As I talked about in a previous post, living in the present moment simply means that you stop thinking and totally consume your attention on what is happening at that given moment.

When you do this, you are incapable of thinking about the past and incapable of thinking about the future. And even better yet, you are incapable of dwelling on bad things in the past or fearing what could potentially happen in the future.

When you are experiencing the present moment, those thoughts that could get the best of you no longer exist and time seems to slow down and a weight seems to be lifted off your shoulders.

Sometimes life forces us to experience the bliss of the present. For instance, if you're walking down a street on a beautiful day and you see a friend who you haven't seen in years walking towards you, chances are that for at least a few seconds, you're going to be forced to become present as you're consumed with the exact situation at hand. For those few seconds, your mind is given a rest; a rest from constantly thinking.

Or let's say you're walking on that same street and suddenly the smell of a nearby bakery hits you and you're totally consumed with the smell of fresh bread. Your sense of smell is going to ground you in the present moment, even if it's only for a few seconds.

Imagine being able to experience the present moment on demand. Wouldn't this be amazing? Well, there are a vast array of techniques that can help us experience the present moment.

Remember, it takes time, practice, and patience.

Here are three of many techniques (I'll introduce more techniques in future posts):

1. Catching your thoughts: Remember, the average person thinks many, many thoughts (sometimes into the thousands) every single day. A simple way (but certainly takes practice) is to catch yourself thinking.

When you catch yourself thinking, you break the pattern. Keep in mind that literally seconds after catching yourself thinking, you may go back to thinking. That's okay!

Try to catch yourself thinking as much as you can, especially when you are thinking about bad things that happened in the past or fearing what could happen in the future. The more you catch yourself thinking the better you're going to become at it.

You may be out for a walk and then suddenly realize that for the past hour you were stuck in your head dwelling on something bad that took place before. That realization that you were stuck in your head thinking is what we are looking for. When you catch yourself thinking, you automatically enter the present. Catch those thoughts as much as you can.

2. Use your sense of hearing: When you feel like you are lost in your head, simply take a few minutes to try to hear as many sounds as you can, one sound at a time. When you concentrate on the sounds that surround you and truly listen to them, it's very difficult to think at the same time.
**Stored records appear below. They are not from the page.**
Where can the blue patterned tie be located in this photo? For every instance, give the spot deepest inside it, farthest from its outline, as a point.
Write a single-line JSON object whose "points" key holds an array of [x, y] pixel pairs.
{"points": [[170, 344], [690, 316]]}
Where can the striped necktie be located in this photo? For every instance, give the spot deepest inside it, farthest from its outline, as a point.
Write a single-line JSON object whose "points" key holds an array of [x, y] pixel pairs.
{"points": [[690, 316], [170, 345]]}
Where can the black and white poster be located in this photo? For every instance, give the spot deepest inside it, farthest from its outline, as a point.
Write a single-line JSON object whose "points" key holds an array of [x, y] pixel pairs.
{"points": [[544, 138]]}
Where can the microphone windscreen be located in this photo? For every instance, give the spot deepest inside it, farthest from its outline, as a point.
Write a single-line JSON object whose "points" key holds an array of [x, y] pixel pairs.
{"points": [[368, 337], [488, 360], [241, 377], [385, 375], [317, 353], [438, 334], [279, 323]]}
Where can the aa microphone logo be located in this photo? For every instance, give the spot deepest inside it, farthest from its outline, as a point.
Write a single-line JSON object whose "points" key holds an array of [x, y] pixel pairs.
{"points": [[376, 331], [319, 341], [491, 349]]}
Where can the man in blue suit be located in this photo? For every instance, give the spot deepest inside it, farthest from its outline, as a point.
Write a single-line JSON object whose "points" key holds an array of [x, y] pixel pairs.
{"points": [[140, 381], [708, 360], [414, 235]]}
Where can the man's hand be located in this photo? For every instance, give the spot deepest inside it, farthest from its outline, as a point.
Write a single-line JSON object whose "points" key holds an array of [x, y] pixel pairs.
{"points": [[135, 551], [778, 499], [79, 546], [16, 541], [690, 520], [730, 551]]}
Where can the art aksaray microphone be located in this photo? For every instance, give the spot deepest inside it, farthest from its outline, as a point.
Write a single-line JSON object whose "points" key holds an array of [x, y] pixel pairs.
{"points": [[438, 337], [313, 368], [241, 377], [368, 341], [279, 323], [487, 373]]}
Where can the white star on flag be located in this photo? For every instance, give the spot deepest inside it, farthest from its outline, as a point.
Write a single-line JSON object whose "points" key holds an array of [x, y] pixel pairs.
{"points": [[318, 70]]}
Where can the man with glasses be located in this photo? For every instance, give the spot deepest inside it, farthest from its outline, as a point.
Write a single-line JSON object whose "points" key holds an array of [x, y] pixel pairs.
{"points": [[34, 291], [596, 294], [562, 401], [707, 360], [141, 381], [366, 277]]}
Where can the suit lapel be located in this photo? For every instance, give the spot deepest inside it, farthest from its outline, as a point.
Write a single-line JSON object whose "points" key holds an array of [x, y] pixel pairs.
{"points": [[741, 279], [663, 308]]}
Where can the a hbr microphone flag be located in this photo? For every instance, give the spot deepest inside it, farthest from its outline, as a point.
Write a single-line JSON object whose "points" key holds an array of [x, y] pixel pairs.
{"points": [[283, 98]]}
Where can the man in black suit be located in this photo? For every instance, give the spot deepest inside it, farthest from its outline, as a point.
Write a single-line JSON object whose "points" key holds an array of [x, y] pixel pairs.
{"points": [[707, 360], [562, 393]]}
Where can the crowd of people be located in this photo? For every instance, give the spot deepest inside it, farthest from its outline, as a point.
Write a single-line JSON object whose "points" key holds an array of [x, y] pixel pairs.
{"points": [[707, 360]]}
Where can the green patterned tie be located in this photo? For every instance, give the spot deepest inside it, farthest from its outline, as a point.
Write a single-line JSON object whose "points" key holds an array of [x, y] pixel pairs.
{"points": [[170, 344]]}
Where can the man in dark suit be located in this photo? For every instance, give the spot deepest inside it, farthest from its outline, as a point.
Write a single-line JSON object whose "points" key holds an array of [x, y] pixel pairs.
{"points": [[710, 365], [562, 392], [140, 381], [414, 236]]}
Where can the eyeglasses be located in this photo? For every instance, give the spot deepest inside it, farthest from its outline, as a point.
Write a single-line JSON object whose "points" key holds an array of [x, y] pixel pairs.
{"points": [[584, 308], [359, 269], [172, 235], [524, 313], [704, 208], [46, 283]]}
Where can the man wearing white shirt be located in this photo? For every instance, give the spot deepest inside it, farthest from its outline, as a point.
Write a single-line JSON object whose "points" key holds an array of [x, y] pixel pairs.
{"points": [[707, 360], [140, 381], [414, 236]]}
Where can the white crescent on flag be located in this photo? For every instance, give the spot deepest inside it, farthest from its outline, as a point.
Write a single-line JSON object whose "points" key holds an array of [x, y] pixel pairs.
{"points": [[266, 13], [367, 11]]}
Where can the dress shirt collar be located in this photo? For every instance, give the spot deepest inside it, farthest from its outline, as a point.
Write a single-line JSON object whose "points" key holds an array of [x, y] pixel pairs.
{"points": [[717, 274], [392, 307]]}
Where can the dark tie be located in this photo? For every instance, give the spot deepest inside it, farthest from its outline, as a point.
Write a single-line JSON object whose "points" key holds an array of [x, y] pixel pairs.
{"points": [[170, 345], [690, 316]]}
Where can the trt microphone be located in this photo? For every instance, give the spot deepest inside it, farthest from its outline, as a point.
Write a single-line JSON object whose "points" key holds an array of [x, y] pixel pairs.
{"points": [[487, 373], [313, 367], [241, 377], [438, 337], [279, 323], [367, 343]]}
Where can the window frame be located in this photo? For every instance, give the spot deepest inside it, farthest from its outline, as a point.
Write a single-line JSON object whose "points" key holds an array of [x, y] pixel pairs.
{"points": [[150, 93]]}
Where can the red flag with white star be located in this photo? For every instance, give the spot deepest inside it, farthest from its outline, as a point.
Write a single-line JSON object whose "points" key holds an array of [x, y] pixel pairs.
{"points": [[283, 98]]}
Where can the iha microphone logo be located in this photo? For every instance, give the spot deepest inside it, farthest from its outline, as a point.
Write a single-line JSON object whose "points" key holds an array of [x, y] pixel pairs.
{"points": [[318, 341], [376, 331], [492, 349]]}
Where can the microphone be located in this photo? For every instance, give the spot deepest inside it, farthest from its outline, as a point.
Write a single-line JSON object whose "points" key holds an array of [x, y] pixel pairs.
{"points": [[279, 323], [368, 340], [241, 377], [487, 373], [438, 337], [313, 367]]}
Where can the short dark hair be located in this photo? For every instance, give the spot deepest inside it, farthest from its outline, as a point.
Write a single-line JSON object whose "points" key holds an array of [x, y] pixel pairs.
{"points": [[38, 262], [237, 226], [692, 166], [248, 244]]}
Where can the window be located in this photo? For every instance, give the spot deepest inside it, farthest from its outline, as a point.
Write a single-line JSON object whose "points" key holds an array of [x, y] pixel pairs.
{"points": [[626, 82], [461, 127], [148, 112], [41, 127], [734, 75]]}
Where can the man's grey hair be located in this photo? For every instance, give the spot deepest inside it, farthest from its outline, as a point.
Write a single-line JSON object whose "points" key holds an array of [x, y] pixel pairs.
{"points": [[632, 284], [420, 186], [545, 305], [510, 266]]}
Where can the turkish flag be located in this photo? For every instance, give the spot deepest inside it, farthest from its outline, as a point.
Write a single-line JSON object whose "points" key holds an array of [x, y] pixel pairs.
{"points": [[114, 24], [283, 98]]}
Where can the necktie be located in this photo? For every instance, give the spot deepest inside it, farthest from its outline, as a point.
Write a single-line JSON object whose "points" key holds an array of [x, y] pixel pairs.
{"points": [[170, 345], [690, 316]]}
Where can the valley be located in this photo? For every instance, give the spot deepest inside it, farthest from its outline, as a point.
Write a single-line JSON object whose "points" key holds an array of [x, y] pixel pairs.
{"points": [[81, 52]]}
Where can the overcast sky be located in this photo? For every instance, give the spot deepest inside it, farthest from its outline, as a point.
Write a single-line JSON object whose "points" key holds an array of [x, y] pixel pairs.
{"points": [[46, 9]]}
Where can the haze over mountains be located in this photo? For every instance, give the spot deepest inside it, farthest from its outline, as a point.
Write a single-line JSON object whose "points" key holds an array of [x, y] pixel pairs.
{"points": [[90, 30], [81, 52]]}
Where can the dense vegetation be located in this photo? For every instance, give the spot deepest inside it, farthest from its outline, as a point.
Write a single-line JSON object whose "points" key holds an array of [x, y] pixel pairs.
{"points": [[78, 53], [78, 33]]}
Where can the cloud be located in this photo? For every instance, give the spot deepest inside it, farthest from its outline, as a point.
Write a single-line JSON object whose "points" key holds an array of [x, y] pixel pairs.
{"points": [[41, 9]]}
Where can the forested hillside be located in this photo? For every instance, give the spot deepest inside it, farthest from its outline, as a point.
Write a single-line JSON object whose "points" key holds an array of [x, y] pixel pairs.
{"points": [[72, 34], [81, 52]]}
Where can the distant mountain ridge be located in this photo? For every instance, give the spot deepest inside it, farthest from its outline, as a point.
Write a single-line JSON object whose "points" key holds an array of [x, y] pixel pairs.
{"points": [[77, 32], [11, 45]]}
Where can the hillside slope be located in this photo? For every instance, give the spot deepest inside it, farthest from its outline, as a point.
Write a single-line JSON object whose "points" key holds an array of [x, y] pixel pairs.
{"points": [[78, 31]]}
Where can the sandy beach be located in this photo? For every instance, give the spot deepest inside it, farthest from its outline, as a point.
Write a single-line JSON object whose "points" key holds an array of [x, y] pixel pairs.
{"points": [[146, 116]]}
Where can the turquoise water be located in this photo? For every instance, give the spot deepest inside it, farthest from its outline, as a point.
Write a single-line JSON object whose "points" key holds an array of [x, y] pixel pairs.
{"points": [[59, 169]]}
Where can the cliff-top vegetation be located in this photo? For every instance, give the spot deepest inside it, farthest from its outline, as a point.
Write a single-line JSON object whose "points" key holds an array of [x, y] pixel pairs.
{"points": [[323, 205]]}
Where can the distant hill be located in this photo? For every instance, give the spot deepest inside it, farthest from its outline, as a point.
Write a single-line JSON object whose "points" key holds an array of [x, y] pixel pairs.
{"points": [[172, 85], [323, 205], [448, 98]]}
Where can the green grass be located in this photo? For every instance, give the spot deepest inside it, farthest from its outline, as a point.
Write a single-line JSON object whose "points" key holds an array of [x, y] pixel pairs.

You may hear a car, a bird chirping, etc. When you hear one sound, try to then hear another sound. When you hear a second sound, try to hear a third. Every sound you hear and register is bringing you deeper and deeper into the present moment.

3. Use your sense of sight: When you feel like you're overwhelmed with everything that's on your plate, take a minute and use your sense of sight to help you ground yourself. Note* We'll talk more about grounding in future blog posts.

Simply look around you and try to notice as many unique and new things that you never really noticed before. You could literally be in your living room and look around you and start to realize that there are dozens of things that surround you every day that you've never really given any attention to before.

When you notice one of these things, pay attention to it. Note the shape of it, the colour and other details about it. Then, move on to something else, then something else. Every time you notice something new, you dive deeper and deeper into the present moment.

Experiencing the present moment takes time, practice and patience. However, like any skill, it gets easier with time. Most importantly, when you start feeling the benefits of living in the present moment, you'll be drawn towards the techniques that can help you get there.

Just like a muscle, your mind needs a break from constantly thinking. Imagine if you were pulling an all-nighter, studying for an exam. Your mind feels exhausted and you feel as though you can't study anymore. But then, you decide to get outside and go for a brisk walk. What happens next? When returning to your room, you can then get back to studying. All you needed was a break from thinking.


Experiencing the present moment is certainly a one step at a time type of process. No one is an expert at this. Your mind is going to gradually take you back into the past or take you into the future. That's okay. Keep catching your thoughts and use your senses (like your sense of hearing and sight) to help ground you.

With practice, you'll get there a lot easier.